Internazionale

Anders Breivik in tribunale esibisce la Z filorussa

Anders Behring Breivik, al centro, con i suoi avvocati difensori durante il primo giorno della seconda udienza per la richiesta di libertà vigilata foto Beate Oma Dahle/AnsaAnders Breivik in tribunale – Ansa

Norvegla Lo stragista di Utoya e Oslo all'udienza per chiedere misure alternative al carcere

Pubblicato circa un'ora faEdizione del 20 novembre 2024

Anders Breivik, lo stragista di Oslo e Utøya, è tornato in aula il 18 novembre del 2024 per chiedere la libertà condizionata.

L’estremista di destra è stato condannato nel 2012 a 21 anni di carcere: si tratta del massimo della pena prevista dal codice penale della Norvegia, che tuttavia può essere estesa finché la persona condannata viene considerato una minaccia per la società.

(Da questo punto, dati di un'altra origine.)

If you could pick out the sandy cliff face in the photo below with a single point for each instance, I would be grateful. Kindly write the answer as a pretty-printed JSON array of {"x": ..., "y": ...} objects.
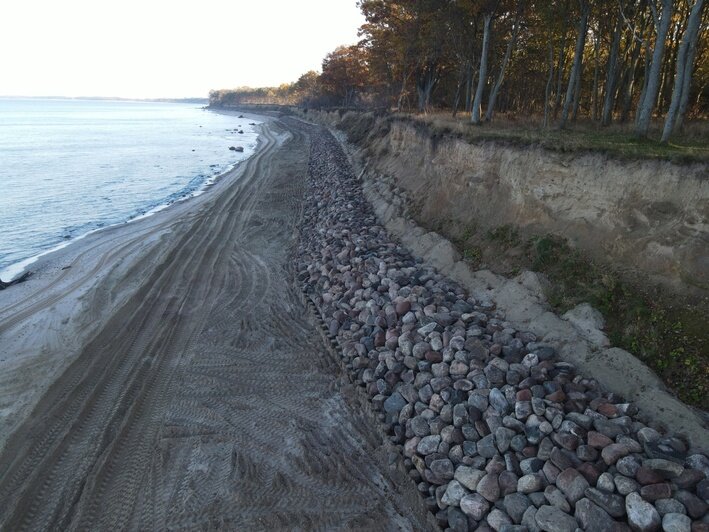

La procuratrice Hulda Karlsdottir si è opposta alla richiesta di Breivik, sostenendo che lo stragista è ancora «pericoloso» e può commettere atti di violenza se dovesse essere scarcerato.

L’udienza si è tenuta nella palestra della prigione di Ringerike. Parlando per tre quarti d’ora, Breivik si è lamentato delle sue condizioni detentive e ha ribadito che l’attentato del 2011 – in cui sono state uccise 77 persone, la maggior parte delle quali giovani militanti del Partito laburista – era «necessario» per provare a fermare «l’islamizzazione» del paese.

L’attentatore si è presentato in completo e cravatta nera reggendo un cartello con parole di sostegno a Cina, Russia, Iran e Corea del Nord. Ai lati del cranio rasato aveva due Z, la lettera simbolo dell’invasione russa dell’Ucraina e più in generale del putinismo.

Breivik ha sempre usato le aule di tribunale per lanciare messaggi politici, dimostrando di essere piuttosto allineato alle tendenze dell’estrema destra globale. Nel 2022, nel corso di un’altra udienza per richiedere la libertà condizionata (poi rigettata dal tribunale), Breivik aveva sventolato un foglio con la scritta in inglese «Stop your genocide against our white nations», cioè «fermate il vostro genocidio contro le nostre nazioni bianche». Lo slogan rimandava al «genocidio dei bianchi», una teoria suprematista simile a quella della «sostituzione etnica».

In questo caso, l’esibizione plateale della Z è sia un appoggio alla guerra di Putin che un ringraziamento agli estremisti di destra russi.

Nel 2011, subito dopo l’attentato, Breivik venne praticamente ripudiato da quasi tutta l’estrema destra europea e dall’ambiente della cosiddetta «contro-jihad», una rete di blog e siti islamofobi da cui aveva attinto molte idee.  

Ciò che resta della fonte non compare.